Mitre saw – for straighter than straight cuts
DIYers with a mitre saw in their collection can offer a tired smile at the speed of a jigsaw. Straight laminate cutting is no problem for the mitre saw and you can be done in just a few seconds. With a mitre saw with a pull function, even slightly longer diagonal cuts in the laminate are no problem. For curved cuts, however, the jigsaw is still the tool of choice.
Laminate cutter – for large volumes
For those of you who not only want to lay laminate in your own home, but also want to spruce up your friends', neighbours' and mother-in-law's floors, it may be worth considering buying a laminate cutter. As the name suggests, laminate cutters can simply and safely cut laminate. However, curved cuts are not possible with this tool and must still be made with the jigsaw. Laminate cutters are constructed like over-sized scissors with a large and stable baseplate. If you're not sure about investing in your own laminate cutter, you can also rent them from most hardware stores.
Circular (table) saw – precision in the making
A lot of patience is required when sawing with the traditional jigsaw, particularly when sawing the last row of laminate. But when combined with a guide rail, circular saws are practically unbeatable. Circular or plunge saws make it possible to cut diagonal boards. At least when the underside of room doors has to be shortened due to increased floor height, circular saws with guide rails are indispensable.
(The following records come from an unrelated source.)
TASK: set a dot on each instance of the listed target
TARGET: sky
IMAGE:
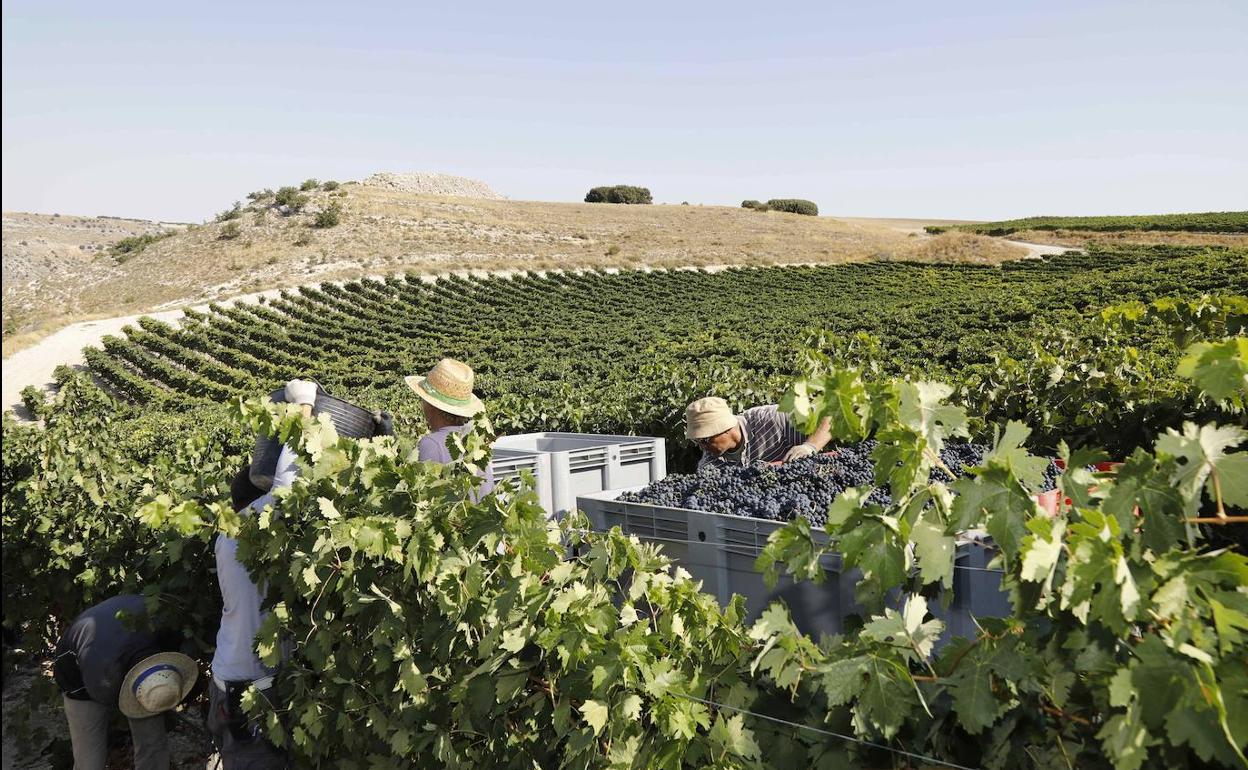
(911, 109)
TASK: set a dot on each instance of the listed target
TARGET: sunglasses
(705, 442)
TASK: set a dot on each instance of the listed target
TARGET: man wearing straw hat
(759, 434)
(109, 660)
(449, 403)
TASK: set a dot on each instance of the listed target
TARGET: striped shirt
(766, 436)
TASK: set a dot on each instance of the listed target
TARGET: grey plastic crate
(720, 552)
(584, 463)
(511, 463)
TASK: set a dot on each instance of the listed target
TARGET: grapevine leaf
(1201, 451)
(934, 549)
(1221, 370)
(843, 679)
(595, 714)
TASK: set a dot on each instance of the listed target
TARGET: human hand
(799, 452)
Multitool – making quick work of door frames
The multitool comes in handy once you reach the door frames with your laminate. With an oscillating multitool, door frames that have already been installed can be shortened to get to the laminate underneath without any problems. For this purpose, cutoffs from the laminate laid are used as a stop on the floor, the multitool is placed on it and then the frame is shortened to the appropriate height. Of course, this step can also be done with a Japanese saw, a handsaw that works on the pull stroke.
Pull bar & tapping block
Laminate should always be laid as close as possible, otherwise moisture and dirt can penetrate into the gaps. And we don't need to mention that concertina laminate with gaps looks horrible. But it happens and gaps in laminate flooring will be there to haunt you for years to come! For this reason we strongly recommend that you use a pull bar and tapping block. These will help you to hit the laminate firmly together with a hammer without resulting in any damage to the floor covering. It is also possible to rent this tool for a day from many hardware stores for just a few euros.
Forstner drill bit – no more problems from heating pipes
If radiator pipes come out of the floor, it is advisable to carry out the necessary drilling using a Forstner drill bit. The diameter of the Forstner drill bit must also be kept a small distance from the pipe. When the pipes heat up they expand along with the surrounding material. If you do not pay attention to the necessary distance you will be rewarded with annoying clanking noises!
As you can see from this checklist, most of the tools you need can already be found in your toolbox. While specialist tools can make your work easier, they are by no means essential.
So there's no reason for you to fear laying laminate yourself.